AES is less commonly reported following Parks’ definition of inferior oblique recession.5 Many techniques that are commonly defined as inferior oblique recession do involve some level of anteriorization relative to the equator and original inferior oblique insertion, which may be contributory. Niyaz and colleagues6 describes AES in 2 of 23 patients (9%) following unilateral inferior oblique recession for trochlear nerve palsy treatment. They suggested that incomplete dissection of the inferior oblique muscle from surrounding tissues may be contributory. For congenital trochlear nerve palsy, Kim and colleagues4 found that 6 of 7 patients (86%) developed AES following unilateral inferior oblique recession on average 5.5 mm posterior to the inferior rectus insertion (ie, along the calculated equator for each patient); 4 had clear apparent contralateral inferior oblique overaction, presumably due to postoperative restriction of the operated eye. None of the 7 patients with inferior oblique recession 10 mm posterior to the lateral corner of the inferior rectus insertion (ie, 14 mm inferior oblique recession) developed AES, although 3 showed minimal apparent contralateral inferior oblique overaction. Our observations provide examples of the strabismus pattern that may result from this previously described phenomenon.

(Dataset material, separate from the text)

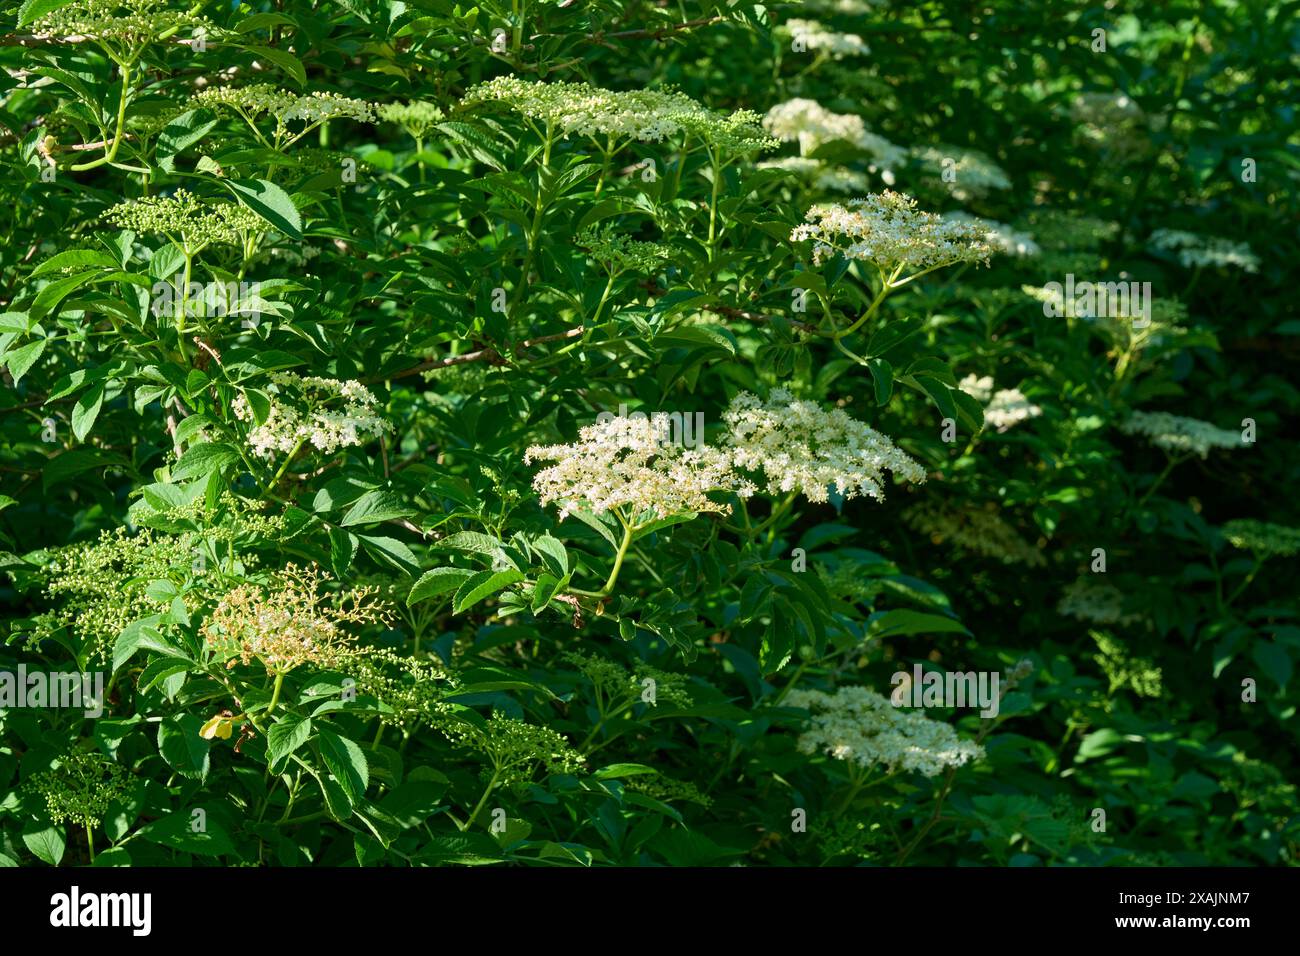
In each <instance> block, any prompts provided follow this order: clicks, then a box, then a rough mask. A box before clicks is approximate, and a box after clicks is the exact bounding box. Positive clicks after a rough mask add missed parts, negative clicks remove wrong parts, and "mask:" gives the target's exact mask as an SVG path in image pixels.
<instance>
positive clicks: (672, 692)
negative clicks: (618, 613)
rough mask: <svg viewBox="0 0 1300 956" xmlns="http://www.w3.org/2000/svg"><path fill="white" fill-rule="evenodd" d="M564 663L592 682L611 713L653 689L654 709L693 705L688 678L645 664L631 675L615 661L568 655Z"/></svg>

We describe a distinct strabismus pattern resulting from previous recession of inferior oblique muscles. All 3 cases demonstrated residual secondary inferior oblique overaction and AES, both of which resolved following myectomy of the previously recessed inferior oblique muscle. A preoperative V pattern also resolved in cases 2 and 3. The inferior oblique muscle was invariably found at least 4 mm posterior to the temporal pole of inferior rectus muscle insertion. No additional inferior oblique muscle fibers were found that had potentially been neglected during initial surgery. There were no significant adhesions to fibrofatty tissue or inferior rectus muscle. In hindsight, primary inferior oblique myectomy in our patients might have resulted in better long-term outcomes from their initial surgeries, given less risk of postoperative AES and reports of similar surgical success rates.7 These cases demonstrate that resolution of limitation to elevation in abduction may be achieved with an inferior oblique myectomy, obviating the need to perform a more complex recession of an anteriorly displaced inferior oblique insertion.

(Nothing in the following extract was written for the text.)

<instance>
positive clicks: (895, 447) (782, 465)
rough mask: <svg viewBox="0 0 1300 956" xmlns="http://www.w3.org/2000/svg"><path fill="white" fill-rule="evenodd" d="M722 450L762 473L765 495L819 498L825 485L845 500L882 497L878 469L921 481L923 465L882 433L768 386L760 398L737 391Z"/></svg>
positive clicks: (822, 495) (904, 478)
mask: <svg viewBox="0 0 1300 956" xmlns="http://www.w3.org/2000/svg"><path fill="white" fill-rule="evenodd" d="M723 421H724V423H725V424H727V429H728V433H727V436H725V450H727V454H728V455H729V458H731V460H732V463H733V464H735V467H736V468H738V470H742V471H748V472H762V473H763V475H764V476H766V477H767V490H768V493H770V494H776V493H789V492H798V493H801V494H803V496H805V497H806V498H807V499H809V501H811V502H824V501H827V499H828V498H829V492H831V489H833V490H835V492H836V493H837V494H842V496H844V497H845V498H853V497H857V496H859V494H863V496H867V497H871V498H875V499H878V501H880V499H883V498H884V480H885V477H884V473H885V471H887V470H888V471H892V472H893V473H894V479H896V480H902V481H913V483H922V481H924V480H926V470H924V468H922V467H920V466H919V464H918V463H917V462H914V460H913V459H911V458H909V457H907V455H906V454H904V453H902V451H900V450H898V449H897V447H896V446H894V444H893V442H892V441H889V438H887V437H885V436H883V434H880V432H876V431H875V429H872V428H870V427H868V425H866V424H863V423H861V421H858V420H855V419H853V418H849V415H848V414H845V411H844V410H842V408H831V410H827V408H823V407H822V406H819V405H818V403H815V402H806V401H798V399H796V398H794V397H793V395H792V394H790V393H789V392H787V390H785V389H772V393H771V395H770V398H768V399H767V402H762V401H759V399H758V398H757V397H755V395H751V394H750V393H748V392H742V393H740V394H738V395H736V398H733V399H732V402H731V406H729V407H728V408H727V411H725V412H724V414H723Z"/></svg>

Two patients were initially evaluated by other strabismus surgeons who proposed an inferior rectus recession (case 1) and superior oblique tuck (case 3). By instead exploring the suspected previously recessed inferior oblique muscle based on preoperative strabismus patterns, the pathology was directly addressed, and the patients were spared surgery on additional muscles.
Our findings are limited by our small sample size, incomplete 9-gaze position measurements, and lack of clinical photographs. Full measurements would help to further distinguish this pattern from others, such as the inverted Brown pattern (ie, superior oblique underaction in adduction without inferior oblique overaction due to a tight inferior oblique muscle),8 although both etiologies can be treated with inferior oblique myectomy.